If anyone should have been dismayed by the Nov. 6 results, it should have been Bailey. After 18 years of service, he could no longer muster a majority among voters.

Williamson offered a lot in her campaign messages: fresh eyes on Groves’ development, commitment to improving the drainage system, financial transparency, more vigorous pursuit of business.

Most appealing was her stated commitment to bridging the apparent divide on the City Council. For the better part of a year, Groves’ government has operated under the lingering, self-inflicted funk of a mean-spirited effort to drive a gay teenager out of public office. If that was the city leadership’s chief quest for 2018, well, congrats to them; they achieved it. But Groves people may have wanted more.

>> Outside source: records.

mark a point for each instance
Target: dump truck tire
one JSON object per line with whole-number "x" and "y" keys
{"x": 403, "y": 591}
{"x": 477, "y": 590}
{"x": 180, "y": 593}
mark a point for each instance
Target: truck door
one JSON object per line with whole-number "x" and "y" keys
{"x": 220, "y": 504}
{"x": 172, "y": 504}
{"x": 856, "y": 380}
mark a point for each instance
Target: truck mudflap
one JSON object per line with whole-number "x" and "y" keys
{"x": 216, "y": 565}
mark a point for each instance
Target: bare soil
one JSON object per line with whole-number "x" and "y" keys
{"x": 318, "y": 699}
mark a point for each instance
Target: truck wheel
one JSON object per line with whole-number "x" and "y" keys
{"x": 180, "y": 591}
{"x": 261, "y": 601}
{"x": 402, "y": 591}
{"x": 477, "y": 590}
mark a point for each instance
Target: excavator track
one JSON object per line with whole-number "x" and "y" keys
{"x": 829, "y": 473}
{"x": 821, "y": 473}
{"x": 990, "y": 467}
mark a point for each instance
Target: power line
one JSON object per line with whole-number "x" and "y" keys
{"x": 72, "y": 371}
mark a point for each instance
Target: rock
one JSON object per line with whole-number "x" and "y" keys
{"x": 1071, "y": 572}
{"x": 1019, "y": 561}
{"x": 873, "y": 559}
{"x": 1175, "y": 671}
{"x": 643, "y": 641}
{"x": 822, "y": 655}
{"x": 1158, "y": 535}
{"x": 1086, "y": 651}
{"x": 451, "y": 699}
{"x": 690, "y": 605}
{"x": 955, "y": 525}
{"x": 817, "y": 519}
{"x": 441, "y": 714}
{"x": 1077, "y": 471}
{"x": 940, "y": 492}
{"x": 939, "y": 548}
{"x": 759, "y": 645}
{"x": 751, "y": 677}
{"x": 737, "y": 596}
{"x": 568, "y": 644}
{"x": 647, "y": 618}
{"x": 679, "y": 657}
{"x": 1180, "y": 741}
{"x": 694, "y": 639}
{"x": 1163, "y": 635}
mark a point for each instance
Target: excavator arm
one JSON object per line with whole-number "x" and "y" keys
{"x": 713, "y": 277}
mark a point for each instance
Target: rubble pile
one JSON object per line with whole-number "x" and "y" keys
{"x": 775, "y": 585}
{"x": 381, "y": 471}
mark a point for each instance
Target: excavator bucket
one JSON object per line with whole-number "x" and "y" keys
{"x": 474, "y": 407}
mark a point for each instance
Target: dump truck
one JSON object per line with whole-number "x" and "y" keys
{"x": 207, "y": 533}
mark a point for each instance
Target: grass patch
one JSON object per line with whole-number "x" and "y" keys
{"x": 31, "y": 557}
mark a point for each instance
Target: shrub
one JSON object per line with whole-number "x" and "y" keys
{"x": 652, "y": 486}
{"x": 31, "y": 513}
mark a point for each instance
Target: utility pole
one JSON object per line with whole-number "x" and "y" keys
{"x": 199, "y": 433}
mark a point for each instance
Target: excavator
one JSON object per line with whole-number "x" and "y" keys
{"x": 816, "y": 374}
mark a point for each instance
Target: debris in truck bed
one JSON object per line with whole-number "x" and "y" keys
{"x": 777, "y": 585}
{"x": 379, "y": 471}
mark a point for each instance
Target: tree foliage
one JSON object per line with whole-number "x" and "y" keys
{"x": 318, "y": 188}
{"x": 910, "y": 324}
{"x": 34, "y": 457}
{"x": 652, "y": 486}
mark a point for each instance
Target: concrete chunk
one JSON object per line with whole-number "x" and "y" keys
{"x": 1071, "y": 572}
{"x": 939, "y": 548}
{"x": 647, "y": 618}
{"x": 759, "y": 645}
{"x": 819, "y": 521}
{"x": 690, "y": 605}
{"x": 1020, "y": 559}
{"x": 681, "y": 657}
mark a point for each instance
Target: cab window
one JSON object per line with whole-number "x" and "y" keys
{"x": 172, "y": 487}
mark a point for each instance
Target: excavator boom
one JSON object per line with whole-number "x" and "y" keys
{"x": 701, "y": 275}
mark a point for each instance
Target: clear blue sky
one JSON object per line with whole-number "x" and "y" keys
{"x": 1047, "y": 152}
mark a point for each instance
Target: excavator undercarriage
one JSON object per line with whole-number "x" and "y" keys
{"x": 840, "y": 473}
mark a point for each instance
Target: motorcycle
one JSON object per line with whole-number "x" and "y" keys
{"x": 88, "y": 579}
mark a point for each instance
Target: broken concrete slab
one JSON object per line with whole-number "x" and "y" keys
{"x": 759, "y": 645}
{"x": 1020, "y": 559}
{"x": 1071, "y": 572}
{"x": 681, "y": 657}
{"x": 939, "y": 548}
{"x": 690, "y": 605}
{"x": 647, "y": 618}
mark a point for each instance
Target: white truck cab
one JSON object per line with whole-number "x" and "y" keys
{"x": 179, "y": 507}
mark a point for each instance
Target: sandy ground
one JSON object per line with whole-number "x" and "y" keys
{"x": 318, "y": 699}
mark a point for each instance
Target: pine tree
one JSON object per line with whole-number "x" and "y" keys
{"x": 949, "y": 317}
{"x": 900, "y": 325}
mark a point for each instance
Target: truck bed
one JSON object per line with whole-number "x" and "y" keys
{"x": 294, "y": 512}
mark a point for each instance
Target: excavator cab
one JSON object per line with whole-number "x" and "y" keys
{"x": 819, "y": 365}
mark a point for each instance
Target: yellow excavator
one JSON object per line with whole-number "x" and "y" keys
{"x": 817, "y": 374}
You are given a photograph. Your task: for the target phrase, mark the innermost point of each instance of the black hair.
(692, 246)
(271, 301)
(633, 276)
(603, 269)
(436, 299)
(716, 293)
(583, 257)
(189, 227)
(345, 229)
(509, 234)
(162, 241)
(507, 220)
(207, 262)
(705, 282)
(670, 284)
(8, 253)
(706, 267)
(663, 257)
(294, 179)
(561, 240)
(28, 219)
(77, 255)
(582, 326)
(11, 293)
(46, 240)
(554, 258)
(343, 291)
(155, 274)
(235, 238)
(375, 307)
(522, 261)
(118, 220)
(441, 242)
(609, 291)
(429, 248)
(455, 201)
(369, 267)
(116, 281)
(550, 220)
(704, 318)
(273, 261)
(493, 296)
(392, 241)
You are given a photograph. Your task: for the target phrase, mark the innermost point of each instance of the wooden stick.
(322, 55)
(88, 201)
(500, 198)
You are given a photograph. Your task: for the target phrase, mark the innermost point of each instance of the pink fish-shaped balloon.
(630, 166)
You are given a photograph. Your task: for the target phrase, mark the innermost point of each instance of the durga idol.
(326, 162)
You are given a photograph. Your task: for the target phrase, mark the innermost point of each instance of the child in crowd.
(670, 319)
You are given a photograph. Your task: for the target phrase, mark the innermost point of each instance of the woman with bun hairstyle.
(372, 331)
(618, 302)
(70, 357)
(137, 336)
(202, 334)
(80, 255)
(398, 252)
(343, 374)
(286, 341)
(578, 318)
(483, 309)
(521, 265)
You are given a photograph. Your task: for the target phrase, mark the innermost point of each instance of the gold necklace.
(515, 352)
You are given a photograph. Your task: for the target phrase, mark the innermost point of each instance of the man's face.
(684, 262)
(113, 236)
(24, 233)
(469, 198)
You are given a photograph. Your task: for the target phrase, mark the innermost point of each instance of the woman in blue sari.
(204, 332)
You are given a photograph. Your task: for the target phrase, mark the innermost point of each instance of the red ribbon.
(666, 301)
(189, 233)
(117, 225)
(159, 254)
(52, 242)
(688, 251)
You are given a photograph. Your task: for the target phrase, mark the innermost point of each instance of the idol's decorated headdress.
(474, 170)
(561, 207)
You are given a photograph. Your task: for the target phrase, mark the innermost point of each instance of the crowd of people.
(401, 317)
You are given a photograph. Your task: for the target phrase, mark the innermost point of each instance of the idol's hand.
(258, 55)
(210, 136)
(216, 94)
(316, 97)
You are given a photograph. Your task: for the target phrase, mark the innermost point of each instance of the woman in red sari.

“I would model the behavior that I expect, promote communication, promote the goal and entire reason we are on council, which is to better Groves,” she wrote in response to our questions about her campaign. “All impactful leaders know that they must be the change they want to see. Everything rises and falls with leadership.”

Sadly, Williamson’s campaign fell from a lack of leadership — her own. In assessing her possibilities for successful leadership over the past week, she said, she concluded that because an apparent, progressive bloc of City Council members did not immediately form on the morning of Nov. 7, she could not succeed. No one said it would be easy.

Nor is politics a team sport: Voters choose the candidates they do — many chose her — by their own volition. As mayor, it would have been her job to form the coalitions within the council membership that would have made success possible. That’s what leaders do. Instead, she quit before she started.